The voltage of an electrochemical cell depends on the redox reaction occurring in the cell. Given a redox reaction below:
Zn(s) + Pb2+(aq) --> Zn2+(aq) + Pb(s)
Pb2+(aq) + 2 e--->Pb(s)Eº = -0.13V
Zn2+(aq) + 2 e--->Zn(s)Eº = -0.76V
Calculate the E.M.F (Voltage) of the cell
To calculate the E.M.F (voltage) of the cell, you can use the formula:
Ecell = Ecathode - Eanode
Where Ecathode is the reduction potential of the cathode (the reduction half-reaction) and Eanode is the reduction potential of the anode (the oxidation half-reaction).
Looking at the given redox reaction:
Zn(s) + Pb2+(aq) --> Zn2+(aq) + Pb(s)
- The reduction half-reaction is: Pb2+(aq) + 2 e- --> Pb(s) with a reduction potential of Eº = -0.13V.

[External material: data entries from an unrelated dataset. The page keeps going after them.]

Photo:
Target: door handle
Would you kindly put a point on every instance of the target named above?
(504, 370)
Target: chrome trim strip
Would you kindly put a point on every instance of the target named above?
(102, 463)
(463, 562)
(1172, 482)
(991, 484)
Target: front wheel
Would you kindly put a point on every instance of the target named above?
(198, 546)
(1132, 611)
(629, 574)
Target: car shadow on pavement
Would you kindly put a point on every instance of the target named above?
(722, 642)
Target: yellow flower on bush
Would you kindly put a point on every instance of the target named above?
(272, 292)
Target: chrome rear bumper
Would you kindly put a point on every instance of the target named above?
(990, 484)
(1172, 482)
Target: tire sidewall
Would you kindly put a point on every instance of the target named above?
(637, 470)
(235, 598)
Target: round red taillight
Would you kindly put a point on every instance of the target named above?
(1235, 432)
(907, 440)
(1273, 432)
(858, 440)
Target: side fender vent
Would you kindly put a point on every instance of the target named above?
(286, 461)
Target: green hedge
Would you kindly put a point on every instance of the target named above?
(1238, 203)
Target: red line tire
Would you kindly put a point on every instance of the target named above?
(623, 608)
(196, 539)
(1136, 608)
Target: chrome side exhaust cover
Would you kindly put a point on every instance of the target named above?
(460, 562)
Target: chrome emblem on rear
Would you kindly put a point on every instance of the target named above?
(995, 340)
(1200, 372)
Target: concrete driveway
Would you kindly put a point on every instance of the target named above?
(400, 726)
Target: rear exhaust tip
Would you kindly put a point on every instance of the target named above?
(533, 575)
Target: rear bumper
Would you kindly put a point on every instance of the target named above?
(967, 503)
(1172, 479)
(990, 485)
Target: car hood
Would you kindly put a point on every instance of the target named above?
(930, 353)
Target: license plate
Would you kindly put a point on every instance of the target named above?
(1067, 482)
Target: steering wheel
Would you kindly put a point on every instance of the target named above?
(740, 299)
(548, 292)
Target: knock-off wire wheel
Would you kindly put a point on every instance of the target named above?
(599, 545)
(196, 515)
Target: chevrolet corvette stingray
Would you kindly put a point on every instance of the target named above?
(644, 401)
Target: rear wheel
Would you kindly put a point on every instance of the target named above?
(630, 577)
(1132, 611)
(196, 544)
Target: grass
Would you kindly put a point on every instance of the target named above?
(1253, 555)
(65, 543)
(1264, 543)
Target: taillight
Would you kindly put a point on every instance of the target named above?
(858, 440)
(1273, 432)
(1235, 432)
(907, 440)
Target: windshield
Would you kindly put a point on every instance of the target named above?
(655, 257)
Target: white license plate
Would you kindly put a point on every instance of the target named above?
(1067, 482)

- The oxidation half-reaction is: Zn(s) --> Zn2+(aq) + 2 e- with a reduction potential of Eº = -0.76V.
Now, we'll substitute these values into the formula:
Ecell = Ecathode - Eanode
Ecell = (-0.13V) - (-0.76V)
Simplifying the equation:
Ecell = 0.63V
Therefore, the E.M.F (voltage) of the cell is 0.63 volts.